E o que é que eu faço? Que faço da felicidade? Que faço dessa paz estranha e aguda, que já está começando a me doer como uma angústia, como um grande silêncio de espaços? A quem dou minha felicidade, que já está começando a me rasgar um pouco e me assusta.
E com uma alegria tão profunda. É uma tal aleluia. Aleluia, grito eu, aleluia que se funde com o mais escuro uivo humano da dor de separação mas é grito de felicidade diabólica. Porque ninguém me prende mais.
Existir é tão completamente fora do comum que se a consciência de existir demorasse mais de alguns segundos, nós enlouqueceríamos. A solução para esse absurdo que se chama "eu existo", a solução é amar um outro ser que, este, nós compreendemos que exista.
Não posso escrever enquanto estou ansiosa ou espero soluções porque em tais períodos faço tudo para que as horas passem; e escrever é prolongar o tempo, é dividi-lo em partículas de segundos, dando a cada uma delas uma vida insubstituível.
Mas se eu esperar compreender para aceitar as coisas – nunca o ato de entrega se fará. Tenho que dar o mergulho de uma só vez, mergulho que abrange a compreensão e sobretudo a incompreensão. E quem sou eu para ousar pensar? Devo é entregar-me. Como se faz? Sei porém que só andando que se sabe andar e – milagre – se anda.
Eu, que fabrico o futuro como uma aranha diligente. E o melhor de mim é quando nada sei e fabrico não sei o quê.
Acho que sábado é a rosa da semana; sábado de tarde a casa é feita de cortinas ao vento, e alguém
despeja um balde de água no terraço: sábado ao vento é a rosa da semana. Sábado de manhã é
quintal, uma abelha esvoaça, e o vento (...)
No meio do meu silêncio e do silêncio da rosa, havia o meu desejo de possuí-la como uma coisa só minha. Eu queria poder pegar nela.
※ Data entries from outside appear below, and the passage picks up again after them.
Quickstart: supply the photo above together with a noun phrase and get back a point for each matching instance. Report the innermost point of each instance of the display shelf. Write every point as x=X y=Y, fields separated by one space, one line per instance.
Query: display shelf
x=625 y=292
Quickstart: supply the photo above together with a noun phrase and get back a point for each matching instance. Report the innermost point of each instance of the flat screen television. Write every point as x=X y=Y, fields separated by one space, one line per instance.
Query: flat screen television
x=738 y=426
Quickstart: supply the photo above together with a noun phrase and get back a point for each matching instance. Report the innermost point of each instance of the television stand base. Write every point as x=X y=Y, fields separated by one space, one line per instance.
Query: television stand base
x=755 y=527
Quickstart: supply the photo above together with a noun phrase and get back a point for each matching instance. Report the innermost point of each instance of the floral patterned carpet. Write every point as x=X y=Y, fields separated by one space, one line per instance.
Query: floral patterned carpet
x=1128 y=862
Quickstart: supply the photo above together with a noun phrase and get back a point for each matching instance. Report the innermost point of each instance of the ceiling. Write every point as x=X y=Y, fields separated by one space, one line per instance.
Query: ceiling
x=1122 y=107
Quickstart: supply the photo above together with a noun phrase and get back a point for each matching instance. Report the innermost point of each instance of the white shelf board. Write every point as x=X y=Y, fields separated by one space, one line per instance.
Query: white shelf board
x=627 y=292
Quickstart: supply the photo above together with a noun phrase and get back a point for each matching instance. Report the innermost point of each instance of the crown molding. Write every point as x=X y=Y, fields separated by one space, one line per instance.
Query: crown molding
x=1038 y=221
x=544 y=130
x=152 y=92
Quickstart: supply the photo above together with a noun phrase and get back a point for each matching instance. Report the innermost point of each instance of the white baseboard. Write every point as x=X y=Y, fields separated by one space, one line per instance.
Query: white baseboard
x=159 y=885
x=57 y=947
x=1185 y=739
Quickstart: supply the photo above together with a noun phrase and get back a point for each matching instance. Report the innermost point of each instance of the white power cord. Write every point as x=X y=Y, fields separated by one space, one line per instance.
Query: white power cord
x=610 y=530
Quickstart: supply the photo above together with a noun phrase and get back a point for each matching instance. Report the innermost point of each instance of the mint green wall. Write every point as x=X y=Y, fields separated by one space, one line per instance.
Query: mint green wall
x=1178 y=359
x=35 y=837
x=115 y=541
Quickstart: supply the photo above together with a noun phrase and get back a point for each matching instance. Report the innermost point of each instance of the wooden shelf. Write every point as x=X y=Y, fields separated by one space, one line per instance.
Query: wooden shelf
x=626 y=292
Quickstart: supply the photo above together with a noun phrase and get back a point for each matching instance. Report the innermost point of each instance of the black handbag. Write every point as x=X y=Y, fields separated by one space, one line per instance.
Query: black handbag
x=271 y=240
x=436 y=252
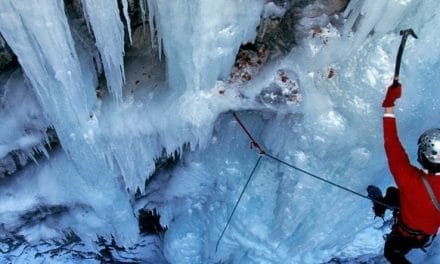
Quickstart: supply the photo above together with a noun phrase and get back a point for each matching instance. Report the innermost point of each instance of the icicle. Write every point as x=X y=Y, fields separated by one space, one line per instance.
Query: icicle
x=108 y=29
x=127 y=19
x=153 y=20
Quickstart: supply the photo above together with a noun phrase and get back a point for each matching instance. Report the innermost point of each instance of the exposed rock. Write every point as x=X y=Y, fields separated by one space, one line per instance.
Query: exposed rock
x=284 y=90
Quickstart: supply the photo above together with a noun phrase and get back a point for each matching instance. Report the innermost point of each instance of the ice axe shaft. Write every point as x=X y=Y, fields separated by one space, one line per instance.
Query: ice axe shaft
x=404 y=33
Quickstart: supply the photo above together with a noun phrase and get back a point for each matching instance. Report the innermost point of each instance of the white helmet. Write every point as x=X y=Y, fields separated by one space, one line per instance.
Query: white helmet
x=429 y=150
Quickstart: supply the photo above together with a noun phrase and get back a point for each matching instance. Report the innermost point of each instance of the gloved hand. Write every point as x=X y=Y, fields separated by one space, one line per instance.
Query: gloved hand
x=393 y=93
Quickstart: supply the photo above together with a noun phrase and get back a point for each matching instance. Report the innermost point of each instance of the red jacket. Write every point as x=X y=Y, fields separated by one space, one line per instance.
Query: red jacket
x=416 y=208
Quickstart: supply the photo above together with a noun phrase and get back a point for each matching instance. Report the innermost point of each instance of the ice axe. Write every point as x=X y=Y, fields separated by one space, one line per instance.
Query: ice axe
x=404 y=33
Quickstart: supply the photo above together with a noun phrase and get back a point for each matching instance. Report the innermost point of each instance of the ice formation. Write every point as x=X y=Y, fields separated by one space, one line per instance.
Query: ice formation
x=316 y=106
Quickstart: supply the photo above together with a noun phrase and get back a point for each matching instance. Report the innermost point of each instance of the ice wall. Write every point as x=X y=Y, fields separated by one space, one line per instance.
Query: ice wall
x=201 y=38
x=108 y=30
x=39 y=34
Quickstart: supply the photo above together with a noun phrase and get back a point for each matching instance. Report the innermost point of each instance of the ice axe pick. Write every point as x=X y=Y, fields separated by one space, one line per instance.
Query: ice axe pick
x=404 y=33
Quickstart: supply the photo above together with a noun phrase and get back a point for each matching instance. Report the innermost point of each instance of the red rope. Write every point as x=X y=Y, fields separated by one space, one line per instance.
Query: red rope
x=254 y=143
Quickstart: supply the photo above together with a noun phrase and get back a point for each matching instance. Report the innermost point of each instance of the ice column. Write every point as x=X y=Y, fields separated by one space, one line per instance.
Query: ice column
x=39 y=34
x=202 y=37
x=103 y=16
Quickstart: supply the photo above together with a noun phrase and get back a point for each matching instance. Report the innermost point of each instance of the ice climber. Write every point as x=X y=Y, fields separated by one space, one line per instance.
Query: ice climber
x=416 y=216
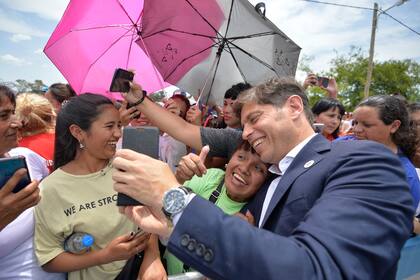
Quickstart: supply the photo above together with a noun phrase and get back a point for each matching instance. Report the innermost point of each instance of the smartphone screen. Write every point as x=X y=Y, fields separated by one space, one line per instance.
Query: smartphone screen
x=8 y=167
x=120 y=80
x=144 y=140
x=318 y=127
x=323 y=81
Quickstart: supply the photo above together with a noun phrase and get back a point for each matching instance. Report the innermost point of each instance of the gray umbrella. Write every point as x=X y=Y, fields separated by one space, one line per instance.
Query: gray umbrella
x=246 y=48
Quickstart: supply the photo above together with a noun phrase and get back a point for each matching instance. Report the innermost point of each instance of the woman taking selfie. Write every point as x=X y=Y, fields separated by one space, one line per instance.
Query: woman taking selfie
x=17 y=259
x=329 y=112
x=385 y=119
x=78 y=196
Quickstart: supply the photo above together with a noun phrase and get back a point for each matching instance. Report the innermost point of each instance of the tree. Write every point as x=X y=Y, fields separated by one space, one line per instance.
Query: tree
x=22 y=85
x=389 y=77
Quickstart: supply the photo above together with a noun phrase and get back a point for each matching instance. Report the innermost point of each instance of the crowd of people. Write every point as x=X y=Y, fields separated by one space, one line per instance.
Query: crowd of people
x=248 y=190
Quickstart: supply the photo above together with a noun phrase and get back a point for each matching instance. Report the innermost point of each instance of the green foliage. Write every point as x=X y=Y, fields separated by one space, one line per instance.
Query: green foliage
x=349 y=70
x=21 y=85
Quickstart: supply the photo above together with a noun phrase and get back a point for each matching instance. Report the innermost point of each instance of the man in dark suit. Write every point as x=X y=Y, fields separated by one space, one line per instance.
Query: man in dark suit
x=340 y=210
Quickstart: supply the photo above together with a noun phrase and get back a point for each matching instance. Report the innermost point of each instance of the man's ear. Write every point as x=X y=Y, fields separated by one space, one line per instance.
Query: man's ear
x=395 y=125
x=77 y=132
x=295 y=105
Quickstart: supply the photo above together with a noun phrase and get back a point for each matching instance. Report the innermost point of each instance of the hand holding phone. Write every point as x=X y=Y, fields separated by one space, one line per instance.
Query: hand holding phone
x=8 y=167
x=121 y=80
x=15 y=198
x=318 y=127
x=144 y=140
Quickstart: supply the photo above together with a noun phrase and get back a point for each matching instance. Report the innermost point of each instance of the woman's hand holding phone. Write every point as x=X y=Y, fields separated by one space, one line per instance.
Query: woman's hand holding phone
x=13 y=204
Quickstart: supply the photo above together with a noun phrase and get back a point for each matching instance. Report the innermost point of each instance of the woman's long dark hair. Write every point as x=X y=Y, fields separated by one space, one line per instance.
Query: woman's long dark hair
x=8 y=93
x=82 y=111
x=61 y=92
x=324 y=105
x=391 y=108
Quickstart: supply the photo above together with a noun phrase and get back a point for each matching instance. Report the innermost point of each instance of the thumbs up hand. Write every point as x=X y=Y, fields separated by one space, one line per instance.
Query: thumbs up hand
x=191 y=165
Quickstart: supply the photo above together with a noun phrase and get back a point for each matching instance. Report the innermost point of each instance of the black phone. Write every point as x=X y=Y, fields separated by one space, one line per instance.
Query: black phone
x=8 y=167
x=318 y=127
x=120 y=81
x=144 y=140
x=323 y=81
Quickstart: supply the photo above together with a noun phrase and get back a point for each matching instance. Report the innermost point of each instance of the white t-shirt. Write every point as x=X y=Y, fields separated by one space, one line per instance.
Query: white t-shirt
x=171 y=150
x=37 y=165
x=17 y=256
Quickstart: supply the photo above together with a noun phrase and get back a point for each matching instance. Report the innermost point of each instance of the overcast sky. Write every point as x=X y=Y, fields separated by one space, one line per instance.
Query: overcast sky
x=320 y=30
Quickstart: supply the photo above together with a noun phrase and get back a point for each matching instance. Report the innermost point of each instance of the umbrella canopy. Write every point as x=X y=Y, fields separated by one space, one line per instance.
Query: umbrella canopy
x=246 y=48
x=95 y=37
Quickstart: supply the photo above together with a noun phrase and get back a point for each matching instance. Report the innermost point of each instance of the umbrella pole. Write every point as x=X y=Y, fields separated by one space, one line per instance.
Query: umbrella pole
x=154 y=67
x=216 y=59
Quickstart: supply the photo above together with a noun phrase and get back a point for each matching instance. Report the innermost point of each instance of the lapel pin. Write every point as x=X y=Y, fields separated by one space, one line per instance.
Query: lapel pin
x=309 y=163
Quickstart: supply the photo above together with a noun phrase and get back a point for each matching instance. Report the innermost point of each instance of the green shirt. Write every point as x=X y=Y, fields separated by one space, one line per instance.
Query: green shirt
x=204 y=186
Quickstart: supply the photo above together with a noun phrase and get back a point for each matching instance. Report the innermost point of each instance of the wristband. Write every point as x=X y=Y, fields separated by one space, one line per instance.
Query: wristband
x=138 y=102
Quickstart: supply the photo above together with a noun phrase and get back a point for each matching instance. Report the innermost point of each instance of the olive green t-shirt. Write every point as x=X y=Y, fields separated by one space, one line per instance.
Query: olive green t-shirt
x=79 y=203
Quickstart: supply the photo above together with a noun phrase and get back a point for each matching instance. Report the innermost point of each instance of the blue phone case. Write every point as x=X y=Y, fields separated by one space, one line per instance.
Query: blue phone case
x=8 y=167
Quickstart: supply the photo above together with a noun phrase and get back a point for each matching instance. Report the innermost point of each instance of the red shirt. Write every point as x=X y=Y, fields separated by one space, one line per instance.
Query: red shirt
x=42 y=144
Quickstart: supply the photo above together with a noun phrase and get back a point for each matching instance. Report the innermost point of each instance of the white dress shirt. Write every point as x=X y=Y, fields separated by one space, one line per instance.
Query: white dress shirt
x=279 y=170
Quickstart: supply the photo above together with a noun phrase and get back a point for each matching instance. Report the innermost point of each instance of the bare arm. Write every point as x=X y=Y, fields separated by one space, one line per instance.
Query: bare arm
x=175 y=126
x=152 y=267
x=121 y=248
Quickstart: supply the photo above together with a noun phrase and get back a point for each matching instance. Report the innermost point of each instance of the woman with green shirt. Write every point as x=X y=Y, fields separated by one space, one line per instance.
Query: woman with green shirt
x=244 y=175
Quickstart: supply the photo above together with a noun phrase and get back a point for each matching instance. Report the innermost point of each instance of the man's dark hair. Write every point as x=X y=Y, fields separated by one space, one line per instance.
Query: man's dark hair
x=82 y=111
x=275 y=92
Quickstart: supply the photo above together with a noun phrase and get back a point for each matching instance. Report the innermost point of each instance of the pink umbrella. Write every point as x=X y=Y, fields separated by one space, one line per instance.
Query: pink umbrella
x=94 y=37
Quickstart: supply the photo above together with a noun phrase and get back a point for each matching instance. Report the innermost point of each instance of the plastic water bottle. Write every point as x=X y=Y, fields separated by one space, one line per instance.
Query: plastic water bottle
x=78 y=243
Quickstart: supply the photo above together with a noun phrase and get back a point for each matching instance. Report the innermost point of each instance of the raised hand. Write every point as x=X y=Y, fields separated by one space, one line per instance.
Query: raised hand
x=13 y=204
x=141 y=177
x=194 y=115
x=125 y=246
x=172 y=107
x=149 y=219
x=191 y=165
x=126 y=115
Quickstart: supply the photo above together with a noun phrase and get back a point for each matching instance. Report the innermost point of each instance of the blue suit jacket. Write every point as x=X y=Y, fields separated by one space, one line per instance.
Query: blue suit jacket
x=345 y=216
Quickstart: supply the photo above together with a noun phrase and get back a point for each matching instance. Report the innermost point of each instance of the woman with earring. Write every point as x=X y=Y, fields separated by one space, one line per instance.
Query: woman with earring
x=78 y=196
x=385 y=119
x=17 y=258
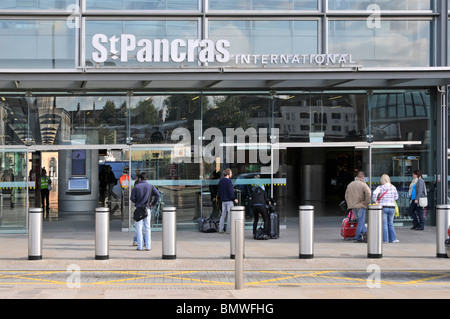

Queria cheirá-la até sentir a vista escura de tanta tonteira de perfume. (...) Até chegar à rosa foi um século de coração batendo. (...)
O que é que fazia eu com a rosa? Fazia isso: ela era minha.
Por que publicar o que não presta? Porque o que presta também não presta. Além do mais, o que não presta sempre me interessou muito. Gosto de um modo carinhoso do inacabado, do malfeito, daquilo que desajeitadamente tenta um pequeno voo e cai sem graça no chão.
Piedade é a minha forma de amor. De ódio e de comunicação. É o que me sustenta contra o mundo, assim como alguém vive pelo desejo, outro pelo medo.
– Que é que eu faço? Não estou aguentando viver. A vida é tão curta, e eu não estou
aguentando viver.
– Não sei. Eu sinto o mesmo. Mas há coisas, há muitas coisas. Há um ponto em que o
desespero é uma luz, e um amor.
– E depois?
– Depois vem a Natureza.
– Você está chamando a morte de natureza?
– Não. Estou chamando a natureza de Natureza.
– Será que todas as vidas foram isso?
– Acho que sim.
Há pessoas que têm vergonha de viver: são os tímidos, entre os quais me incluo. Desculpem, por exemplo, estar tomando lugar no espaço. Desculpem eu ser eu. Quero ficar só! grita a alma do tímido, que só se liberta na solidão. Contraditoriamente quer o quente aconchego das pessoas.